ACEsTooHigh, News Feature, Jane Ellen Stevens
Photo (above): Andre Griggs, after school program director, Le Grand High School
EDITOR’S NOTE: Following is an excerpt of the first of a series of articles about how schools in California are moving from a punitive to a supportive, compassionate approach to school discipline. The full article can be read at ACEsTooHigh. The series is funded by The California Endowment.
If fixing school discipline were a political campaign, the slogan would be, “It’s the Adults, Stupid!”
A sea change is coursing slowly but resolutely through this nation’s K-12 education system. More than 23,000 schools out of 132,000 nationwide have or are discarding a highly punitive approach to school discipline in favor of supportive, compassionate, and solution-oriented methods. Those that take the slow-but-steady road can see a 20% to 40% drop in suspensions in their first year of transformation. A few — where the principal, all teachers and staff embrace an immediate overhaul — experience higher rates, as much as an 85% drop in suspensions and a 40% drop in expulsions.
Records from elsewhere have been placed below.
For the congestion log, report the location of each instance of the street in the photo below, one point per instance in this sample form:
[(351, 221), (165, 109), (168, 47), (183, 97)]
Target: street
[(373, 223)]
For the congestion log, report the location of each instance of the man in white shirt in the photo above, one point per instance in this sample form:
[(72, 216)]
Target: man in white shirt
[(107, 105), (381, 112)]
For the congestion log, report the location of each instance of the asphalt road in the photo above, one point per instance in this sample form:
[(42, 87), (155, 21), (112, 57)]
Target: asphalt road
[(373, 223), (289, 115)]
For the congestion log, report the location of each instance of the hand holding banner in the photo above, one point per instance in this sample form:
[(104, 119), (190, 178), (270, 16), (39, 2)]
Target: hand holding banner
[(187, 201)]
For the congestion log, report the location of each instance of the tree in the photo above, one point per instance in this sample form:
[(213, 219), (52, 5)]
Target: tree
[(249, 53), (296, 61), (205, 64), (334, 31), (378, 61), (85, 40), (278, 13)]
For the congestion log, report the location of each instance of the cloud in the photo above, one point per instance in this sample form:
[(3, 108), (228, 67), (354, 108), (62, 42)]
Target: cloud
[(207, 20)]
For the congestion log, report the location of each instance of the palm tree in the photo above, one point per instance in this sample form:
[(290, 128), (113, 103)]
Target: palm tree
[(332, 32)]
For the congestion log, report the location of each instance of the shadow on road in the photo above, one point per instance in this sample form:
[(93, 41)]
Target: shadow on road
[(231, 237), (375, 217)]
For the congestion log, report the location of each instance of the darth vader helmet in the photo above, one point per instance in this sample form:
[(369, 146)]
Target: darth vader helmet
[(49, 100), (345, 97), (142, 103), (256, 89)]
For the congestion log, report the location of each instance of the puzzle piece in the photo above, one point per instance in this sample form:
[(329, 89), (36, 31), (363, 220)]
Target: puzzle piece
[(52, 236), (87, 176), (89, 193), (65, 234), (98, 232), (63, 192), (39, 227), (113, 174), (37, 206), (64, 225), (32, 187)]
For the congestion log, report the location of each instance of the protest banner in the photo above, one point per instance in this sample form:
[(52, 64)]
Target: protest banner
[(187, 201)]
Bullying, truancy, and tardiness are waning. Graduation rates, test scores and grades are trending up.
The formula is simple, really: Instead of waiting for kids to behave badly and then punishing them, schools are creating environments in which kids can succeed. “We have to be much more thoughtful about how we teach our kids to behave, and how our staff behaves in those environments that we create,” says Mike Hanson, superintendent of Fresno (CA) Unified School District, which began a district-wide overhaul of all of its 92 schools in 2008.